Hi all, I found that the following chunk is the major bottleneck in my code. For each “id” (subject), it uses pipelines to filter out the data for that “id”, creates the columns
object, and then build the MyObs
type.
Is this approach the most efficient out there? Any suggestions for improvement?
The @profile
result is too long to paste here, but I found that |>
, iterate
(from TableOperations.jl), columns
and buildcolumns
have very large counts next to them.
I attached a reproducible example at the end.
for (i, id) in enumerate(subset_id)
obsvec[i] = datatable_cols |>
TableOperations.filter(x -> Tables.getcolumn(x, :id) == id) |>
Tables.columns |>
myobs(feformula, reformula)
end
Reproducible example:
using LinearAlgebra, Random, StatsModels, DataFrames, CSV, JuliaDB, TableOperations, Tables, Profile
############ Preparation ############
# define type and constructors
struct MyObs{T <: LinearAlgebra.BlasReal}
y::Vector{T}
X::Matrix{T}
Z::Matrix{T}
xty::Vector{T}
zty::Vector{T}
end
function MyObs(
y::Vector{T},
X::Matrix{T},
Z::Matrix{T}
) where T <: LinearAlgebra.BlasReal
xty = transpose(X) * y
zty = transpose(Z) * y
MyObs{T}(y, X, Z, xty, zty)
end
function myobs(data_obs, feformula::FormulaTerm, reformula::FormulaTerm)
y, X = StatsModels.modelcols(feformula, data_obs)
Z = StatsModels.modelmatrix(reformula, data_obs)
return MyObs(y, X, Z)
end
myobs(feformula::FormulaTerm, reformula::FormulaTerm) = data_obs -> myobs(data_obs, feformula, reformula)

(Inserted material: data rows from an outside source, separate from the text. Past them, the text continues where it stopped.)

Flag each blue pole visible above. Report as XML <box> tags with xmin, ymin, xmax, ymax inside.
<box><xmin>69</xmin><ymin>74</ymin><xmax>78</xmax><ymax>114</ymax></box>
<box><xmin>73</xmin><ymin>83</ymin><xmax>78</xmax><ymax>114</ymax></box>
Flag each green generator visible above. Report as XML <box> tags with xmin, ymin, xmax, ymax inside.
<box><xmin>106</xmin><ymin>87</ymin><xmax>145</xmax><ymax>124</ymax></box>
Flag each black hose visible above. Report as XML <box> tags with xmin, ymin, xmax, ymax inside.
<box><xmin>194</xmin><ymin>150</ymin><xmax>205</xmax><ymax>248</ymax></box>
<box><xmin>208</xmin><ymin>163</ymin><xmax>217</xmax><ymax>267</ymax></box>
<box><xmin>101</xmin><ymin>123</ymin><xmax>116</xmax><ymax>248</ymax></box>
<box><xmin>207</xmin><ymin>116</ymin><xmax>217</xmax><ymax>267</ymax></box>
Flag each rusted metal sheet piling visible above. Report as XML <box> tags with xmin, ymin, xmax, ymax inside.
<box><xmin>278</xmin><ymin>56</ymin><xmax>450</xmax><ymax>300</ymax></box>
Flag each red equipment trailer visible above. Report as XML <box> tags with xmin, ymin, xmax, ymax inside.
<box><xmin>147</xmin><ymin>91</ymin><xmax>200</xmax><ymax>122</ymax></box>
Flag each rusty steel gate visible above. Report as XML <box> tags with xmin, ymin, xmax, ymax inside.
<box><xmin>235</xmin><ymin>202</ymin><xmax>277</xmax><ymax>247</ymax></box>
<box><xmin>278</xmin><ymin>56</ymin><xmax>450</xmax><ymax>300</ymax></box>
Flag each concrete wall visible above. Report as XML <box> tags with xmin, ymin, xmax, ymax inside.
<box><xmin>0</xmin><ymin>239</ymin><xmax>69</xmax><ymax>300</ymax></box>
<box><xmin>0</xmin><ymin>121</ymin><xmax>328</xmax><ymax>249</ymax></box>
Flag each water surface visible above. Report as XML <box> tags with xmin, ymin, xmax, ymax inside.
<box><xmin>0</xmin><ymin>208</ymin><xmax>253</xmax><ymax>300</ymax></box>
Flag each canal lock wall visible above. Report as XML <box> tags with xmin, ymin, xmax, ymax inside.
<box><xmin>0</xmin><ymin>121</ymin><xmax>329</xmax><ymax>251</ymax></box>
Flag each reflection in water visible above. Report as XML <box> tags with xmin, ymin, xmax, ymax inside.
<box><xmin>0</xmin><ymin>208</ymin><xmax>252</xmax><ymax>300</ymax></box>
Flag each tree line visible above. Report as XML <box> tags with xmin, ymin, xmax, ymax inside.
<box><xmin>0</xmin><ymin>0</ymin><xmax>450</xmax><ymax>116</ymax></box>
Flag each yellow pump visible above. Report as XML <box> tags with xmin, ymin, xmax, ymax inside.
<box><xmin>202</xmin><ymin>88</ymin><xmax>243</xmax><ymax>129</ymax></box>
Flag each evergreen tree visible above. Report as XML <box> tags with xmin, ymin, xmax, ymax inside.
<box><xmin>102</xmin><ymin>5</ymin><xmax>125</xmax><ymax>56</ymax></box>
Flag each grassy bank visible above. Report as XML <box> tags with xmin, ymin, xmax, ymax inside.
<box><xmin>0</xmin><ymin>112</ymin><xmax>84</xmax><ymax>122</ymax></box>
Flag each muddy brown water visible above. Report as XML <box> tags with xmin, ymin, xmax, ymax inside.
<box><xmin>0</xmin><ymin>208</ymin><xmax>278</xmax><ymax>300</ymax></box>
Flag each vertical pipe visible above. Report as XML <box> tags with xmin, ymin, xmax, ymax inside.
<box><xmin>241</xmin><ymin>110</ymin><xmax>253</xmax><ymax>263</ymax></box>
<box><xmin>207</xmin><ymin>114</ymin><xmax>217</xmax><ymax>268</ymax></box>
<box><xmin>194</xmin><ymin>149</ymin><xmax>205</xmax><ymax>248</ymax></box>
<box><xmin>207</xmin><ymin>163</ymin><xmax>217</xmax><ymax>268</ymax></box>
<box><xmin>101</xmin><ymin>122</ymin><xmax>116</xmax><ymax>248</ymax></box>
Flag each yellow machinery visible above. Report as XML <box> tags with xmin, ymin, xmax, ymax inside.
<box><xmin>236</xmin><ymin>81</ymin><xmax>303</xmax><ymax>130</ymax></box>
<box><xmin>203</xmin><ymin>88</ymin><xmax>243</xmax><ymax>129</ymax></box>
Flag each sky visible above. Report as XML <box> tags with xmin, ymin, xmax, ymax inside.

# simulate a dataset and save it to csv
Random.seed!(1)
reps = 20
N = 10^6
p = 5
q = 2
X = Matrix{Float64}(undef, N*reps, p)
X[:, 1] = ones(N*reps)
@views randn!(X[:, 2:p])
rand_intercept = zeros(N*reps)
for j in 1:N
rand_intercept[(reps * (j-1) + 1) : reps * j] .= Random.randn(1)
end
y = X * ones(p) + # fixed effects
rand_intercept + # random intercept, standard normal
Random.randn(N*reps) # error, standard normal
id = repeat(1:N, inner = reps)
dat = DataFrame(hcat(id, y, X))
rename!(dat, Symbol.(["id", "y", "x1", "x2", "x3", "x4", "x5"]))
CSV.write("testfile.csv", dat)
############ Running ############
# load data
datatable = JuliaDB.loadtable("testfile.csv"; distributed = false)
feformula = @formula(y ~ 1 + x1 + x2 + x3 + x4 + x5)
reformula = @formula(y ~ 1)
feformula = apply_schema(feformula, schema(feformula, datatable))
reformula = apply_schema(reformula, schema(reformula, datatable))
datatable_cols = Tables.columns(datatable)
subset_size = 1000
obsvec = Vector{MyObs{Float64}}(undef, subset_size)
subset_id = [1:1:subset_size;]
Profile.clear()
# This is the bottle neck
@profile for (i, id) in enumerate(subset_id)
obsvec[i] = datatable_cols |>
TableOperations.filter(x -> Tables.getcolumn(x, :id) == id) |>
Tables.columns |>
myobs(feformula, reformula)
end
Profile.print(format = :flat)